Set Up a Minimal MLOps Stack on GCP

How to set up a minimal stack on Google Cloud Platform (GCP)

This is an older version of the ZenML documentation. To read and view the latest version please visit this up-to-date URL.

GCP Setup Guide

To get started using ZenML on the cloud, you need some basic infrastructure up and running that you can then make more complicated depending on your use-case. This guide sets up the easiest MLOps stack that we can run on GCP with ZenML.

This guide represents one of many ways to create a cloud stack on GCP. Every component could be replaced by a different implementation. Feel free to take this as your starting point.

Prerequisites

For this to work you need to have ZenML installed locally with all GCP requirements.

pip install zenml
zenml integration install gcp

Additionally, you will need Docker installed on your system.

The cloud stack

A full cloud stack will necessarily contain these five stack components:

  • An artifact store to save all step output artifacts, in this guide we will use a GCP bucket for this purpose

  • A metadata store that keeps track of the relationships between artifacts, runs and parameters. In our case we will opt for a MySQL database on GCP Cloud SQL.

  • The orchestrator to run the pipelines. Here we will opt for a Vertex AI pipelines orchestrator. This is a serverless GCP specific offering with minimal hassle.
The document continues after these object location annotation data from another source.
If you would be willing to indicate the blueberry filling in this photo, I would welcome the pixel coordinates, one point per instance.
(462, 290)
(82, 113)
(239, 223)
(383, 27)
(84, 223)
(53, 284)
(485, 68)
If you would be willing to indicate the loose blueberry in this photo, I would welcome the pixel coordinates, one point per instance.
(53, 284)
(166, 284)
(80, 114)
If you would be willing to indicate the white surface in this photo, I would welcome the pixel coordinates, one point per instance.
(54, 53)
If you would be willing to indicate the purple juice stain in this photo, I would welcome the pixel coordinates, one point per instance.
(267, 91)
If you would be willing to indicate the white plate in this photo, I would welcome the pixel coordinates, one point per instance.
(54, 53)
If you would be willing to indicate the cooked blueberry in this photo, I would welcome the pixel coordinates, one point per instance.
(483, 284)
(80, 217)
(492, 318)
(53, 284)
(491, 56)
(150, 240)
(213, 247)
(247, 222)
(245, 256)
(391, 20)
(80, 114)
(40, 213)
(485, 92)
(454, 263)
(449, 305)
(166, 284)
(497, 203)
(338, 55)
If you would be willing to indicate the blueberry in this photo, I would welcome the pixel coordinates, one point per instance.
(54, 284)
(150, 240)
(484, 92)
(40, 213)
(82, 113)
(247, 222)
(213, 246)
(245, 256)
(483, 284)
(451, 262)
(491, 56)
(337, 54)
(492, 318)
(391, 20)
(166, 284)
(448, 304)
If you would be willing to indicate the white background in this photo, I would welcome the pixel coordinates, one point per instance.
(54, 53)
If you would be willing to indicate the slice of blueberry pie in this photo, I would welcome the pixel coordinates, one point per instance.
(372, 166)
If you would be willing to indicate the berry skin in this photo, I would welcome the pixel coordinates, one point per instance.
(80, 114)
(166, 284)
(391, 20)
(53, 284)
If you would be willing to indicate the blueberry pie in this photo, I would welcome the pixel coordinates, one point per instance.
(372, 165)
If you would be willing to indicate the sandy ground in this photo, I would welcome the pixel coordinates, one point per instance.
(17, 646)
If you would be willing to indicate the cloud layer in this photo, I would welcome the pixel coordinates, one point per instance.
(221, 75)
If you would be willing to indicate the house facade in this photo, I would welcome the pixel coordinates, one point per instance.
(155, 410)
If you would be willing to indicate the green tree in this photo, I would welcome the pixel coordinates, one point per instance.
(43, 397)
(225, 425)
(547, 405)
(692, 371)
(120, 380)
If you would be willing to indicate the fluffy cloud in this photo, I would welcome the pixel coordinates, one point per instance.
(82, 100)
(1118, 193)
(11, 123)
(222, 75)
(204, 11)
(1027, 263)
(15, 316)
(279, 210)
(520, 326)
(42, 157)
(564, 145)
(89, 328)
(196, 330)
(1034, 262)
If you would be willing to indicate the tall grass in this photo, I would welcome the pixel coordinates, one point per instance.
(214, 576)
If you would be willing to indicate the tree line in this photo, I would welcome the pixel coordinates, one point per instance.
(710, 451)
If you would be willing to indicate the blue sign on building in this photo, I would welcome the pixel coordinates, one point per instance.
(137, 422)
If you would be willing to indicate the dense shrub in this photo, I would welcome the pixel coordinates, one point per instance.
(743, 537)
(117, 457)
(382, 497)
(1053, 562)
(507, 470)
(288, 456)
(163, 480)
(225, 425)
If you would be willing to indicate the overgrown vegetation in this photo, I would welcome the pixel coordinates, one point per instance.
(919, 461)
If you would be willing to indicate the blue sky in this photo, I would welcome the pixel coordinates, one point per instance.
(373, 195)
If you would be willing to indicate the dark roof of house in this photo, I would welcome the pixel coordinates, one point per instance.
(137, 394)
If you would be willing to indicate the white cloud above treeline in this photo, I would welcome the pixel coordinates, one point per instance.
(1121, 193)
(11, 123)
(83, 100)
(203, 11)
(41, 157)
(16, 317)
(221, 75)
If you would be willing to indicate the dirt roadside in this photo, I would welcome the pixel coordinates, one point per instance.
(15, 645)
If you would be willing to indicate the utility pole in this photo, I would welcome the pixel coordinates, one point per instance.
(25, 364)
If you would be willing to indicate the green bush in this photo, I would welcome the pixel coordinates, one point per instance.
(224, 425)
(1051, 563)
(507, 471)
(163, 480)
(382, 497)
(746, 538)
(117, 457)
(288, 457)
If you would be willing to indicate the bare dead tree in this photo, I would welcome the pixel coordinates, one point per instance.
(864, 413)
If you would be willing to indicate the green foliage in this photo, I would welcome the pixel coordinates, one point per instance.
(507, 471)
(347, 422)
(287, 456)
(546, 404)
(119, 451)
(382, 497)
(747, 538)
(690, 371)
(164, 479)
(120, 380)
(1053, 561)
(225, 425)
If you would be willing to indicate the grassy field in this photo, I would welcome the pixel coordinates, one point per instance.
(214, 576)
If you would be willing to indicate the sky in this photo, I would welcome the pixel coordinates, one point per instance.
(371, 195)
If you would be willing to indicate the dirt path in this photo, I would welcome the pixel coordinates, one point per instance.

  • A container registry for pushing and pulling the pipeline image.

  • Finally, the secrets Manager to store passwords and SSL certificates.

Set Up gcloud CLI

Install the gcloud CLI on your machine. Here is a guide on how to install it.

gcloud auth

Set up a GCP project (Optional)

As a first step it might make sense to create a separate GCP project for your ZenML resources. However, this step is completely optional, and you can also move forward within an existing project. If some resources already exist, feel free to skip their creation step and just note down the relevant information.

For simplicity, just open up a terminal on the side and save relevant values as we go along. You will use these when we set up the ZenML stack. ZenML will use your project number at a later stage to connect to some resources, so let's it. You'll most probably find it right here.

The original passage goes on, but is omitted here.